Children raised in this environment never learn to exercise discernment about purchases. They never develop the muscle of evaluating alternatives, considering trade-offs, or making decisions based on values rather than algorithmic recommendation.
The Hebrew word chanakh (חָנַךְ) translated “train up” means to dedicate, initiate, or discipline toward a specific purpose. But discipleship happens regardless of parental intention. Your children are being formed constantly. The question isn’t whether they’re being trained but by whom and toward what end.
When AI handles their shopping decisions, they’re being trained in dependence on algorithmic authority rather than developing their own wisdom. They’re learning that convenience trumps judgment, that speed matters more than discernment, that outsourcing decisions to profit-maximizing systems is normal rather than spiritually dangerous.
This formation happens silently, through repeated small surrenders. Each time ChatGPT decides what products to buy, your children learn that human judgment is obsolete. Each time TikTok’s algorithm determines what they watch, they’re trained to trust corporate curation over their own discernment.
The stakes are their capacity for wisdom itself.
Oracle buying TikTok.

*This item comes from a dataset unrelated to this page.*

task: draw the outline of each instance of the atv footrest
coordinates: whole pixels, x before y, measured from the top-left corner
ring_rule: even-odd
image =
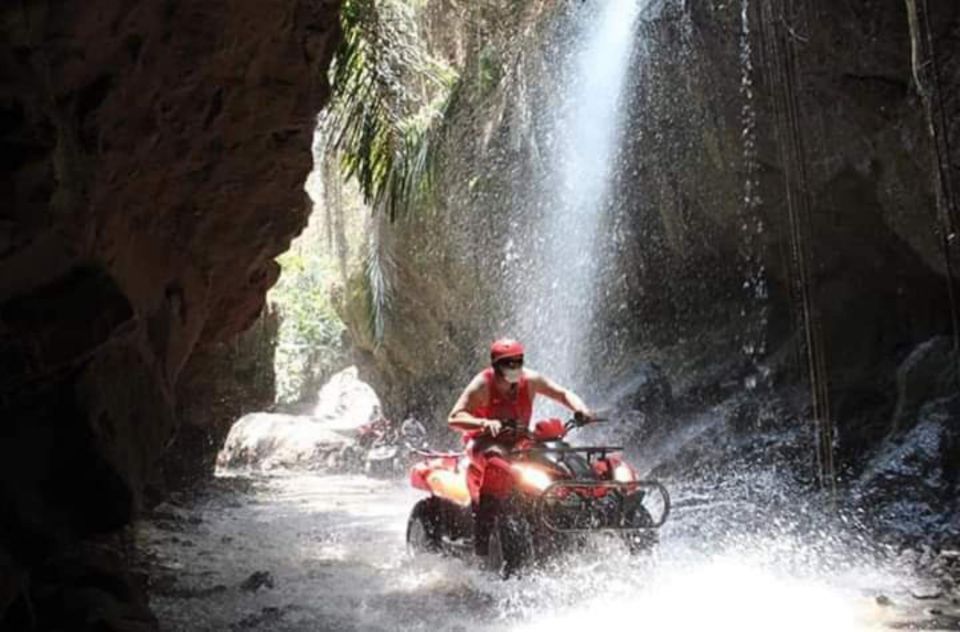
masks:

Walmart partnering with OpenAI. AI giants actively consuming every part of your online habits with minimal regulation.
Guardrails? Gone. Privacy protections? Obliterated. User agency? Systematically eliminated in exchange for minimal convenience.
You need to see what’s actually happening. This isn’t about Chinese ownership versus American ownership. It’s about whether you’ll surrender your God-given capacity for wisdom, discernment, and independent judgment to systems designed to exploit you for profit.

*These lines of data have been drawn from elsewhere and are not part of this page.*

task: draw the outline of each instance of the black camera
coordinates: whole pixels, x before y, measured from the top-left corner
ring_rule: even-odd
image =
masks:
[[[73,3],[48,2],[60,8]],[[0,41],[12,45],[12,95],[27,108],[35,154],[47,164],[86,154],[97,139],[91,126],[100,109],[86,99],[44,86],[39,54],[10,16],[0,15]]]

Proverbs offers clear guidance: “The simple believeth every word: but the prudent man looketh well to his going.” (Proverbs 14:15, KJV)
The simple person accepts every innovation without evaluation. The prudent person examines where these paths actually lead.
Walmart-OpenAI leads to purchasing dependence on algorithmic authority.
Oracle-TikTok leads to continued surveillance with different profiteers.
Both lead away from the human flourishing God designed you for.
Be aware, friends. Your soul is worth more than the convenience they’re offering.
1. Personal Application: Which AI “conveniences” have you already accepted that actually surrender your decision-making capacity? What would it cost to reclaim that agency? What would you gain spiritually by exercising judgment rather than algorithmic dependence?
2. Community Discussion: How might your church community support one another in resisting exploitative innovation? What alternatives exist that genuinely serve human flourishing rather than corporate profit?
3. Spiritual Formation: When do you accept exploitation because everyone else does? How does participation in these systems affect your capacity for biblical discernment and your children’s formation in wisdom?